Got to substitute teach today at the high school. Offered writing tips. Like beware sentence fragments. Abjure staccato rhythms. Be very wary of the word "very" and of useless, overwrought, purple and unnecessarily effervescent adjectives. Avoid cliches like the plague. And so on.

We discussed that graph I like so much by Annie Dillard, the one in "Pilgrim at Tinker Creek" [see page 6] where she describes watching steers:

I sit on the downed tree and watch the black steers slip on the creek bottom. They are all bred beef: beef heart, beef hide, beef hocks. They're a human product like rayon. They're like a field of shoes. They have cast-iron shanks and tongues like foam insoles. You can't see through to their brains as you can with other animals; they have beef fat behind their eyes, beef stew.

Why do I like that so much.

Because the repetition of the word "beef" is like the repetition of the cows themselves as they move about -- undifferentiated, members of not merely the same species but the same breed, designed for efficient conversion to steak, burger, and meat byproducts.

Because the similes are simple. There are no loose words. "They're like a field of shoes" is a line that can't be improved.
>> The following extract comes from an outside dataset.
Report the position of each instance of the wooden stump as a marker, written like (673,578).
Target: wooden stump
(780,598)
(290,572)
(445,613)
I would have written something like, "Shoes, being made of leather, which comes from cow hide, are what leaps to mind whenever I see a bunch of cows."

Because almost all the words are one syllable, and one-syllable words get you so quickly where you need to go.

Because she's found a novel way to describe something mundane.

Because she mentions that zoned-out look that cows give you -- that glazed expression that suggests that the grass contains THC.

--

More grizzly talk: Here's Sean at Cosmic Variance: "Science is being used as a stand-in for a constellation of things against which many Americans react viscerally -- elitism, paternalism, snobbery."

And a contrary view from the Volokh Conspiracy: "...we have a specialized agency (many of them, actually) that hands out money for worthy research projects -- it's called the National Science Foundation, and it funds many, many worthy projects. May it long continue to do so; I've got no problem with Congress increasing the NSF's budget. The problem is that there are thousands of worthy research projects out there, and CONGRESS should not be deciding which ones are worthy of support and which aren't. That's the problem with pork and earmarks and the rest -- not that they don't ever do any good, but that the law-making process cannot possibly decide between the good projects and the bad ones, and will, inevitably, make those decisions on the wrong (i.e on political) grounds."

Brief but amusing reference at Jezebel: "I like the bear lady."